Citer un scientifique ayant participé à  la découverte du benzène ou à la description de sa structure électronique.
1826 : découverte par Faraday ; 1866 : Kékulé propose deux formules équivalentes.


Après quatre étapes non détaillées, on obtient le composé (25) de formule brute C16H27NO qui subit une déshydratation pour donner le sesquiterpène (1) recherché de formule brute C16H25N.
On donne le protocole opératoire :
6,3 mg du composé (25) sont dissous dans 2,5 mL de dichlorométhane, et l'ensemble est refroidi à 0°C sous atmosphère inerte. Un excès de POCl3 et de Et3N est ajouté au mélange réactionnel qui est agité 30 min. L'agitation est poursuivie une heure à température ambiante, puis le mélange est refroidi avec de l'eau froide et extrait à l'acétate d'éthyle. Les phases organiques sont réunies, lavées avec une solution de chlorure de sodium à 10 %, puis séchées. Après extraction du solvant à l'évaporateur rotatif, la purification de (1) par chromatographie sur colonne de silice ( éluant : acétate d'éthyle 99 ; éthanol : 1 ) donne 5,5 mg de (1) qui se présente sous l'aspect d'une huile de pouvoir rotatoire spécifique [a]D =+59,8.
Calculer le rendement de cette étape.
M(C16H27NO) =16*12+27+14+16 =249 g/mol ; n(24) = 6,3 / 249 = 0,0253 mmol ; on peut donc espérer obtenir au plus n(1) max =0,0253 mmol de (1).
M(C16H25N) =16*12+25+14=231 g/mol ; n(1) réel = 5,5 / 231= 0,0238 mmol.
Rendement : n(1) réel / n(1) max =0,0238 / 0,0253 = 0,94 ( 94 %).

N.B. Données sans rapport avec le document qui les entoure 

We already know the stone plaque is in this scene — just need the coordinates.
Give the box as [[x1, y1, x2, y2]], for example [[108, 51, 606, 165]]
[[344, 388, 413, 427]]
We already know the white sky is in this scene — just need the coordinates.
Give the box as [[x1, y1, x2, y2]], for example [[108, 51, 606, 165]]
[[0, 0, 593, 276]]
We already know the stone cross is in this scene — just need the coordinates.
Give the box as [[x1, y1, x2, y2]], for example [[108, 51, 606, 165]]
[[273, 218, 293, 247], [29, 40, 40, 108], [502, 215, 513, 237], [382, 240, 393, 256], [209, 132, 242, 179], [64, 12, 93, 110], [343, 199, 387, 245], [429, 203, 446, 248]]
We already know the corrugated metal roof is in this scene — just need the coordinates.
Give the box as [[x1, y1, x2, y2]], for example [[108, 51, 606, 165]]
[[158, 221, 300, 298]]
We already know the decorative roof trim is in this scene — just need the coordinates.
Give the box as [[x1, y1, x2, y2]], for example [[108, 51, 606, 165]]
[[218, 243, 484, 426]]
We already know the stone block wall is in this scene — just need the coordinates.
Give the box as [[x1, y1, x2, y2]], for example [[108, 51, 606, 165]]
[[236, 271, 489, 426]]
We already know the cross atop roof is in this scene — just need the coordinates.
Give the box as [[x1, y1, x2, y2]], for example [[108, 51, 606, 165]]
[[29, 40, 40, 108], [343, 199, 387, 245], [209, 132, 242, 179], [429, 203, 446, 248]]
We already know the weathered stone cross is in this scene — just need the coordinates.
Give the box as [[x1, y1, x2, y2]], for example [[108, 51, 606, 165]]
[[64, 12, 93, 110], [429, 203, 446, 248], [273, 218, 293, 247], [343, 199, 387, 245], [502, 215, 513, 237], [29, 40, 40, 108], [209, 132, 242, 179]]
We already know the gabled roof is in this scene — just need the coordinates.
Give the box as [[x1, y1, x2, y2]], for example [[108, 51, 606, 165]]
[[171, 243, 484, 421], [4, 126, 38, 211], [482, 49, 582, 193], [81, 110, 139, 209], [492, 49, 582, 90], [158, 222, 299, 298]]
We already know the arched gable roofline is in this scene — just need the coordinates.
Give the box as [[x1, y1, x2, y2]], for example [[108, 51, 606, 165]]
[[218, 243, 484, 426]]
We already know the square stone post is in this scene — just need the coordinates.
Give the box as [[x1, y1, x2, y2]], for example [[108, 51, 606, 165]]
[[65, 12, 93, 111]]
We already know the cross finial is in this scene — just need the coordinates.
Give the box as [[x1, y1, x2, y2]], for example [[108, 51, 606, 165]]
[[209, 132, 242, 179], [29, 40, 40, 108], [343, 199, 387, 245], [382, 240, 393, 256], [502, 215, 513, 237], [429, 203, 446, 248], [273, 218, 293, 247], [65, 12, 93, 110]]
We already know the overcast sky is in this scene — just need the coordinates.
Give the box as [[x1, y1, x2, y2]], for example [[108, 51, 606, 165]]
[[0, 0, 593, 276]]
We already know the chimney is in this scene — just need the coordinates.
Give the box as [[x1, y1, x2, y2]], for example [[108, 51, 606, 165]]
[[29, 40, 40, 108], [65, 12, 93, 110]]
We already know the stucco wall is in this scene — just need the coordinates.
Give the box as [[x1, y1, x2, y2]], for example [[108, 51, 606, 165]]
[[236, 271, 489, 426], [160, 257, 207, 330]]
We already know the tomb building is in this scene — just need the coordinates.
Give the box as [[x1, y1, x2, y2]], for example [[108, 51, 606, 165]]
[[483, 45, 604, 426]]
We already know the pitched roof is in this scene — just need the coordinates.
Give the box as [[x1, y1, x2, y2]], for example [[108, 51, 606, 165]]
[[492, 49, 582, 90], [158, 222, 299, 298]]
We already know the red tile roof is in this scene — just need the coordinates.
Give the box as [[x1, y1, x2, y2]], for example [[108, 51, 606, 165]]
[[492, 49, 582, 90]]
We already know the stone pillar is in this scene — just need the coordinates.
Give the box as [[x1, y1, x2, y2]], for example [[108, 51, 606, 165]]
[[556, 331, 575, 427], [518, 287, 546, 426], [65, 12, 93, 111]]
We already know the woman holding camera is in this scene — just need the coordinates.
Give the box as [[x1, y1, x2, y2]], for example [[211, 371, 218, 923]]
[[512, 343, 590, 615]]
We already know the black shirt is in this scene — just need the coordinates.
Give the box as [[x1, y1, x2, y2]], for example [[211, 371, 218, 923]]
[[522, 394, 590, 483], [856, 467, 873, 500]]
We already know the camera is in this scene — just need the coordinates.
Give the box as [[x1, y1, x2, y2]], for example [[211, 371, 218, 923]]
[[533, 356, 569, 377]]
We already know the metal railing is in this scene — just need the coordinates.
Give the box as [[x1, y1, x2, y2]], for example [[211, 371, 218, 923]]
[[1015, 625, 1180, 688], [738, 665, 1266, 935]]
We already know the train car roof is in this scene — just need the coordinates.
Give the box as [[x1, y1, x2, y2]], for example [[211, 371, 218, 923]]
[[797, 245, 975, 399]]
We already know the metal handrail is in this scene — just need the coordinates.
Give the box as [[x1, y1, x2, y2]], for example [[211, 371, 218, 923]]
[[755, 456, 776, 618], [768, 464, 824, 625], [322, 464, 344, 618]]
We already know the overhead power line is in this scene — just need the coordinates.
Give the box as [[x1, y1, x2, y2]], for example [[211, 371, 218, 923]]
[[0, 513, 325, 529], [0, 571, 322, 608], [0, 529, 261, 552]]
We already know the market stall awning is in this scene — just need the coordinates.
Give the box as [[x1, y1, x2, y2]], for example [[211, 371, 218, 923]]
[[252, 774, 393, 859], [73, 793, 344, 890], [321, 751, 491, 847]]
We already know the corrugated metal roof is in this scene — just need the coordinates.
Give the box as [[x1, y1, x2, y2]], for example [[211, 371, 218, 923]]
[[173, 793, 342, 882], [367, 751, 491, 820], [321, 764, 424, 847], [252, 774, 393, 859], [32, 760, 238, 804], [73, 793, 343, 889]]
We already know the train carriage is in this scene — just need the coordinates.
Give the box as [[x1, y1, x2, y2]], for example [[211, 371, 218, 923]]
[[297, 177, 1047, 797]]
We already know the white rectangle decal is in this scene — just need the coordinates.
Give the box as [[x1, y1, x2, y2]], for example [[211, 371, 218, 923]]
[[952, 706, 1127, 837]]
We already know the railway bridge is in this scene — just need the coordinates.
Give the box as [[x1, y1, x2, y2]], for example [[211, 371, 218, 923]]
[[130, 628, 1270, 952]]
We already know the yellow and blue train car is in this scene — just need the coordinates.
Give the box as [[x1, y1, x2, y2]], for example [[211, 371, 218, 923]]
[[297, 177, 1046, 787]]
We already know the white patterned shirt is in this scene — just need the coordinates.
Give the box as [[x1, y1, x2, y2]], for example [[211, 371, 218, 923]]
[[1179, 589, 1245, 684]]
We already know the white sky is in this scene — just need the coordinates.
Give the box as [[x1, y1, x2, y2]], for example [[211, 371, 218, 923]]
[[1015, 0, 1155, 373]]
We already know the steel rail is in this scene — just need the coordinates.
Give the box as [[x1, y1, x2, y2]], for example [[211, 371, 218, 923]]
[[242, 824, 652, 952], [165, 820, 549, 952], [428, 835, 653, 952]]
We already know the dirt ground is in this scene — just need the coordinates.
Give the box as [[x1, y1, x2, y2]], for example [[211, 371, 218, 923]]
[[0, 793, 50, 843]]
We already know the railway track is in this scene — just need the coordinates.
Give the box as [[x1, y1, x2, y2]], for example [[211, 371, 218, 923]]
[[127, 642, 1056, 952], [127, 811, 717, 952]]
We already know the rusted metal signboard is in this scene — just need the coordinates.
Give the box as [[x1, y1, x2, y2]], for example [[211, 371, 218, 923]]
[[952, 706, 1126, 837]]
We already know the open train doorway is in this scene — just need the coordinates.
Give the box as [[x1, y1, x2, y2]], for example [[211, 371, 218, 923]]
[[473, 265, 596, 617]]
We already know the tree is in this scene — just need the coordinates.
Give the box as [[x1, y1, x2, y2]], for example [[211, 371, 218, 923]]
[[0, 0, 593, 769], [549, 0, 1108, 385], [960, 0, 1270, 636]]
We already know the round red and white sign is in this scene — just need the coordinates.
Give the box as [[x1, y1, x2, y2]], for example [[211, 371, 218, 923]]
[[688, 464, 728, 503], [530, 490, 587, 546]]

Quel réactif peut-on utiliser pour sécher la phase organique ?
Sulfate de magnésium anhydre.

Rappeler en quelques lignes le principe de la séparation par chromatographie sur colonne.
Principe général de la chromatographie :

La chromatographie est une méthode de séparation et d'identification des constituants d'un mélange.
La chromatographie est basée sur la différence de solubilité d'une substance dans deux phases non miscibles:la phase stationnaire liée au support et la phase mobile ou solvant.
Plus une substance est soluble dans la phase mobile, plus elle est entraînée par cette phase; inversement, une substance peu soluble dans la phase mobile migre peu.
Un fluide appelé phase mobile parcourt un tube appelé colonne. Cette colonne peut contenir des "granulés" poreux (colonne remplie) ou être recouverte à l'intérieur d'un film mince (colonne capillaire). Dans les deux cas, la colonne est appelée phase stationnaire.
A l'instant initial, le mélange à séparer est injecté à l'entrée de la colonne où il se dilue dans la phase mobile qui l'entraîne à travers la colonne. Si la phase stationnaire a été bien choisie, les constituants du mélange, appelés généralement les solutés, sont inégalement retenus lors de la traversée de la colonne.
De ce phénomène appelé rétention il résulte que les constituants du mélange injecté se déplacent tous moins vite que la phase mobile et que leurs vitesses de déplacement sont différentes. Ils sont ainsi élués de la colonne les uns après les autres et donc séparés.
Un détecteur placé à la sortie de la colonne couplé à un enregistreur permet d'obtenir un tracé appelé chromatogramme. En effet, il dirige sur un enregistreur un signal constant appelé ligne de base en présence du fluide porteur seul ; au passage de chaque soluté séparé il conduit dans le temps à l'enregistrement d'un pic.
Dans des conditions chromatographiques données, le "temps de rétention" (temps au bout duquel un composé est élué de la colonne et détecté), caractérise qualitativement une substance. L'amplitude de ces pics, ou encore l'aire limitée par ces pics et la prolongation de la ligne de base permet de mesurer la concentration de chaque soluté dans le mélange injecté.
C'est en jouant sur la nature de l'éluant (et dans une moindre mesure sur la nature du support) que l'on parvient à séparer les constituants d'un mélange.

Quel appareil de mesure utilise-t-on pour la détermination expérimentale d'un pouvoir rotatoire ?
L' instrument qui permet de mesurer les rotations optiques est le polarimètre.